Его мало трогала мысль о том, что ему не придется увидеть родные края. За десять лет московской жизни Мирзаш отвык от Азии, да он и не знал точно, где именно была его родина.

В молодости он пас по степям чужие стада. Потом после смерти жены был проводником многих караванов и, подобно Халиму, исколесил огромное пространство. Но от тяжелых голодных лет не осталось заманчивых воспоминаний.

И теперь думал Мирзаш не об Азии, а о квартире на Сивцевом Вражке, где жил профессор Петровский. Больного грызла мысль о том, что в комнатах наверное беспорядок и грязь и что профессор уходит утром натощак. Сегодня утром доктор заявил, что раньше осени нога Мирзаша не придет в порядок.

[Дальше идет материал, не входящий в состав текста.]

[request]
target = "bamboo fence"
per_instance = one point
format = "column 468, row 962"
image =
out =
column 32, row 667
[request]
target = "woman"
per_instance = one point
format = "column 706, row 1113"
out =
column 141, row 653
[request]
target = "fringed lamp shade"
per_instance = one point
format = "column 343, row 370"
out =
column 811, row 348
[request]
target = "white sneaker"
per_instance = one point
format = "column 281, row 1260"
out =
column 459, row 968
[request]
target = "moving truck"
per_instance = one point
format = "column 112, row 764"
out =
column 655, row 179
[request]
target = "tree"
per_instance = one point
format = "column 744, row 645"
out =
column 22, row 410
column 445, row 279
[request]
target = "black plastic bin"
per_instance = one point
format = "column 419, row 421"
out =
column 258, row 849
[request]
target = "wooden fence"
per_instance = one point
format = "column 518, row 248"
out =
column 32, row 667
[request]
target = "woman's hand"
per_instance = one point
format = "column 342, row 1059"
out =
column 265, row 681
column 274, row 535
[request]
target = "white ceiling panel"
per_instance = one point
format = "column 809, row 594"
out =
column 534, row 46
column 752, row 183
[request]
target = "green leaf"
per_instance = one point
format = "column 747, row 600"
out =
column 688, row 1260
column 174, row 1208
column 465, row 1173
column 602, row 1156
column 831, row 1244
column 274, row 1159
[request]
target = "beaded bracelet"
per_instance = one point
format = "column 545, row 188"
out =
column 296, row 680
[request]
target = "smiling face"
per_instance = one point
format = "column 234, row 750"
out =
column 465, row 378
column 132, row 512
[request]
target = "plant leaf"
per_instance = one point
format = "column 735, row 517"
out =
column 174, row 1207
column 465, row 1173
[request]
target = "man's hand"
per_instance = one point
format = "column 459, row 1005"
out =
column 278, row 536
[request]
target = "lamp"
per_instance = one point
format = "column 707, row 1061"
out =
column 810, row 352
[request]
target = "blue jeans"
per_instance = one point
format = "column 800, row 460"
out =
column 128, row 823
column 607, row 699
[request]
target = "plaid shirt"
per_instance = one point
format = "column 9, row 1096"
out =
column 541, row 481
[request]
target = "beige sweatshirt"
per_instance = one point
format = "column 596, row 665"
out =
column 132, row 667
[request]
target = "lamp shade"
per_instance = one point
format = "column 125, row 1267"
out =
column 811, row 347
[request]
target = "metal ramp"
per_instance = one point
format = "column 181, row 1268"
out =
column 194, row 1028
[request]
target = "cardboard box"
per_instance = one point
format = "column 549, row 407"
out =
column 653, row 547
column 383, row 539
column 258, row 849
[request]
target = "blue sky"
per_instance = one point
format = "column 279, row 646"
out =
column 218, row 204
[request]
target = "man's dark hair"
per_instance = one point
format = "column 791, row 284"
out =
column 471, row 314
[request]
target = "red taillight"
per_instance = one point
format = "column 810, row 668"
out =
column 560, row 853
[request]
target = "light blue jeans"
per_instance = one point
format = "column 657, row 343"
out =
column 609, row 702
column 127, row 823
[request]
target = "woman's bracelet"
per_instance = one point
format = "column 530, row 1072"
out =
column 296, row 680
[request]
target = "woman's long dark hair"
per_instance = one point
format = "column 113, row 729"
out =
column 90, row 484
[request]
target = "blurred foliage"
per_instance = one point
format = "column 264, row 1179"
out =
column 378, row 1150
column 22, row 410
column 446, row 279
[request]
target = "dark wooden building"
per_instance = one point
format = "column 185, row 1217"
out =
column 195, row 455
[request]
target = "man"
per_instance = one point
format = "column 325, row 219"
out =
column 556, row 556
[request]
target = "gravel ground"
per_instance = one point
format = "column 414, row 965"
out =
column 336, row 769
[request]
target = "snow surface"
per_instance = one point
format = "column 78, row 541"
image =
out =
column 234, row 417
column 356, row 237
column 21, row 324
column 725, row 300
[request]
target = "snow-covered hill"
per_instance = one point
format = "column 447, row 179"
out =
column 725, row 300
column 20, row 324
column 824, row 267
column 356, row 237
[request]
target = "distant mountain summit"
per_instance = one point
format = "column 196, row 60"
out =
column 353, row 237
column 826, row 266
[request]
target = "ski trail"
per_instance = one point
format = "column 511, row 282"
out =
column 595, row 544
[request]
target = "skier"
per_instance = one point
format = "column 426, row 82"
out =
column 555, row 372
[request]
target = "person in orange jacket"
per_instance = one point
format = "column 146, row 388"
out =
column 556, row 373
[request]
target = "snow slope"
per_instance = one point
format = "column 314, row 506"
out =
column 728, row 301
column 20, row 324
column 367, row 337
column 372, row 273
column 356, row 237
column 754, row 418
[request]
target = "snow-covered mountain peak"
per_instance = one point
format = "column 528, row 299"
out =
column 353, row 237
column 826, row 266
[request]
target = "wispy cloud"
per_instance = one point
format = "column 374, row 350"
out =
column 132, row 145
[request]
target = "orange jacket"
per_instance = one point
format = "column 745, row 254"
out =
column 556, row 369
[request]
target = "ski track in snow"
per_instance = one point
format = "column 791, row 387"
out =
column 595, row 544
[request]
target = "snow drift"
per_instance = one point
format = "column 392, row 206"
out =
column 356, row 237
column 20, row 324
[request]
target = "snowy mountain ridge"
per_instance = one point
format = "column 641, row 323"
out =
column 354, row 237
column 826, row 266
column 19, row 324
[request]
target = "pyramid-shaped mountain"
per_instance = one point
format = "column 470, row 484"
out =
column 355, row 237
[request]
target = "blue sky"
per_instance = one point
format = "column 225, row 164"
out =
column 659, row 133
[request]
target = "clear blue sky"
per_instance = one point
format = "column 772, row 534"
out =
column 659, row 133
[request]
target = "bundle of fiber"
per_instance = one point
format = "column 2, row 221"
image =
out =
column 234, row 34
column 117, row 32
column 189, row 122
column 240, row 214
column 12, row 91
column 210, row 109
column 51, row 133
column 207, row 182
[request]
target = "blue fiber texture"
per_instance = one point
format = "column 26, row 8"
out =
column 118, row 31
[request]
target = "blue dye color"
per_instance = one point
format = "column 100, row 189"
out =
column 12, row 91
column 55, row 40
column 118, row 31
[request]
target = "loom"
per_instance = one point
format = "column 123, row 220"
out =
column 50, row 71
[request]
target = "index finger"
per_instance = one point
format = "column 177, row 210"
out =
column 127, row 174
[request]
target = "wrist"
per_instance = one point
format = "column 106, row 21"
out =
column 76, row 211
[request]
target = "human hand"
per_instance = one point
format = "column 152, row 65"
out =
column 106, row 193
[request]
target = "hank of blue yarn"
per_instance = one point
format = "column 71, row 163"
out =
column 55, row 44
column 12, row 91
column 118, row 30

И, закрыв глаза, Мирзаш ясно представлял себе экспедицию, пустыню, посреди пустыни голодного профессора, а рядом чужого переводчика — хитрого, жадного и вороватого.

— Клавдия Петрович, Клавдия Петрович, кто о тебе позаботится? — простонал он. — Тебя всякая босяка обидит!..

Так был уверен Мирзаш в печальной судьбе Клавдия Петровича, что почти не удивился, когда профессор появился в палате в сопровождении двух «босяков».

Витя и Костя словили профессора у ворот университета и довольно скоро уверили его в том, что им совершенно необходимо переговорить с Алдиаровым. И так как Клавдий Петрович устал от покупок, то он охотно перегрузил их на мальчиков.

Витя взял варенье и уселся рядом о профессором на извозчика. На коленях у Вити, держа головку сыра, примостился Костя.

И не успели ребята притти в себя, как лошадь уже протрусила через всю Тверскую, через шоссе и зеленую полянку, над которой гудели самолеты, и остановилась у больницы.

Мальчики горели нетерпением. Кто знает, куда пошлет их теперь таинственный Мирзаш?

Вошли в палату. На постели лежал немолодой человек с пожелтевшим лицом и неприветливо глядел на неожиданных гостей. С плотно стиснутых губ не сорвалось ни одного слова в ответ на профессорское «здравствуй». Мирзаш был взбешен. То, чего он боялся, оправдалось: на одни сутки остался профессор без него, и уже к нему успели примазаться двое неведомых мальчишек.